Takt Time: How Ford Learned to Make WWII Bombers 24x Faster - iamviqui
https://www.process.st/takt-time/
======
eesmith
It covers very little of how Ford learned the process.

It mostly covers Takt time, with only a few paragraphs about its application
at Ford's Willow Run facility.

Even then, it was mostly a description of the breakdown of some of the
operations.

Some questions which I left with, unanswered, were:

1) how did Ford/Sorensen learn about Takt time? What method was used
previously?

The given citation to
[http://www.historyofwar.org/articles/weapons_liberator_produ...](http://www.historyofwar.org/articles/weapons_liberator_production_pool.html)
says "Ford attempted to apply automotive mass production methods to the
production of heavy bombers. However this was a complex process and early
progress was very slow." so was Takt time already in place in Ford automotive
plants?

2) what problems did they have putting it into place?
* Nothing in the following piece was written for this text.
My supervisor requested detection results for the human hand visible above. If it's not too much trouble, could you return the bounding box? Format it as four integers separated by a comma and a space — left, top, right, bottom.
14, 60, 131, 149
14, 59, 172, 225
That is, if it took years to get right, then it can't be simply a matter of
breaking things down into time blocks, with a buffer factor, and letting it
go.

3) If the method comes from Germany, and "By monitoring and setting guidelines
for this single figure, Ford (and company) was able to build a facility which
could produce the same as half of the entire German aircraft industry.", then
why wasn't Germany using Takt time for the same production improvements?